Court Saga Over ACA Payments Reaches End
House GOP leaders declared victory Wednesday in a long-running dispute with the executive branch, noting a new settlement preserves a judge's ruling that President Barack Obama reimbursed insurers unlawfully under his signature health program.
"In a battle over the separation of powers, the House has prevailed," Speaker Paul D. Ryan said after the U.S. Court of Appeals for the District of Columbia Circuit granted a motion to dismiss a long-running appeal in the case.
U.S. District Court Judge Rosemary Collyer ruled in 2016 that Mr. Obama could not make "cost-sharing payments" to insurers who pick up low-income customers' costs on Obamacare's exchanges, because Congress never appropriated the money.
House Republicans, who'd specifically zeroed out the money and then sued Mr. Obama for ignoring their wishes, hailed the ruling as a victory for the separation of powers, noting Capitol Hill controls the nation's purse strings.
Yet Judge Collyer stayed her ruling pending the appeal, so the money kept flowing but the court battle bled into the Trump era, meaning opponents of Obamacare were on both sides of the litigation.
The GOP failed to repeal and replace the Affordable Care Act with something better, however, leaving the thorny issue of whether to continue the payments while the 2010 law remained on the books.

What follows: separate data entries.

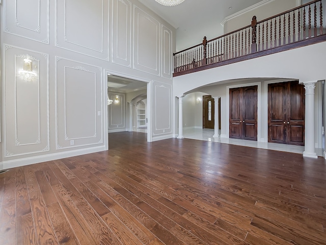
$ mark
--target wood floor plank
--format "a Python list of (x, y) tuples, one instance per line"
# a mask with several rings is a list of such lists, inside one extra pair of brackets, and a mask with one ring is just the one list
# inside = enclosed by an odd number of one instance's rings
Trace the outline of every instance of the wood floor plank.
[(59, 244), (80, 244), (59, 204), (53, 203), (47, 207)]
[(4, 194), (0, 207), (0, 244), (16, 244), (15, 171), (5, 177)]
[(59, 184), (53, 186), (53, 190), (68, 222), (81, 244), (100, 244), (100, 242), (90, 230), (88, 224), (66, 192), (66, 190)]
[(23, 168), (17, 169), (16, 176), (16, 216), (19, 217), (31, 212), (26, 179)]
[[(36, 245), (36, 233), (32, 213), (17, 217), (17, 244)], [(3, 243), (2, 243), (3, 244)]]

President Trump decided last year he could no longer make them unlawfully, raising an outcry from Obamacare's defenders until they realized many subsidized customers were better off without them, since states designed their premium structures in a way that boosted a separate stream of subsidy payments.

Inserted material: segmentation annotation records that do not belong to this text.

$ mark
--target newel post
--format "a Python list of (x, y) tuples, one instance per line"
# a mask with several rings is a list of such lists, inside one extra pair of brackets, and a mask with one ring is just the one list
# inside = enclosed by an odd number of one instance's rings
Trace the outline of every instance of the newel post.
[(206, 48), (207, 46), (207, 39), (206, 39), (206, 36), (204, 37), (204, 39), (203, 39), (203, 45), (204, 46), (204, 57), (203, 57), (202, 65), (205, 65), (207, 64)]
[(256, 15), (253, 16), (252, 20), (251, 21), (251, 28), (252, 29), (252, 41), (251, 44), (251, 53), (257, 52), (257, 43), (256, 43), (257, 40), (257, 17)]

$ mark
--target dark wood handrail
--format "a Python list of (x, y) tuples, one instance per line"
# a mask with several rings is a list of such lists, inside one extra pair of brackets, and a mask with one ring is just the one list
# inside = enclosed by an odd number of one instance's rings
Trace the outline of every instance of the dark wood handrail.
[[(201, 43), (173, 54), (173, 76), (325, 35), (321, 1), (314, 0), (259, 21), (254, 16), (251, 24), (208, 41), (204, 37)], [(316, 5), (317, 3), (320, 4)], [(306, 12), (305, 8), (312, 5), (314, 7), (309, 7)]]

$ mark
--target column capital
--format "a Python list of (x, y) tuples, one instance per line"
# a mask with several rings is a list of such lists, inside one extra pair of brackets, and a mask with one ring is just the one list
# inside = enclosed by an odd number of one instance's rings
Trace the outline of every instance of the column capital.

Efforts to backfill the payments as part of an Obamacare stabilization bill fell apart this year amid a dispute over pro-life language and midterm year politics, so insurers and states were left to structure 2019 rates without the reimbursements.

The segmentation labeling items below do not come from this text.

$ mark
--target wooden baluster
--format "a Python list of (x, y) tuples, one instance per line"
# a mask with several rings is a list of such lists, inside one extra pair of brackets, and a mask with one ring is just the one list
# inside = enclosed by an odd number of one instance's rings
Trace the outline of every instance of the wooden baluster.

Though Republicans are still grappling with their next steps on Obamacare, Mr. Ryan hailed the conclusion of the legal saga as an historic win for his chamber.
"When former Speaker John Boehner initiated this suit, it was to protect one of the House's most primary authorities: the power to spend," Mr. Ryan said. "Fighting for a successful conclusion has been an important priority for my speakership, and the result today preserves that only Congress, not the executive, can authorize spending. This is a historic outcome that leaves this institution stronger."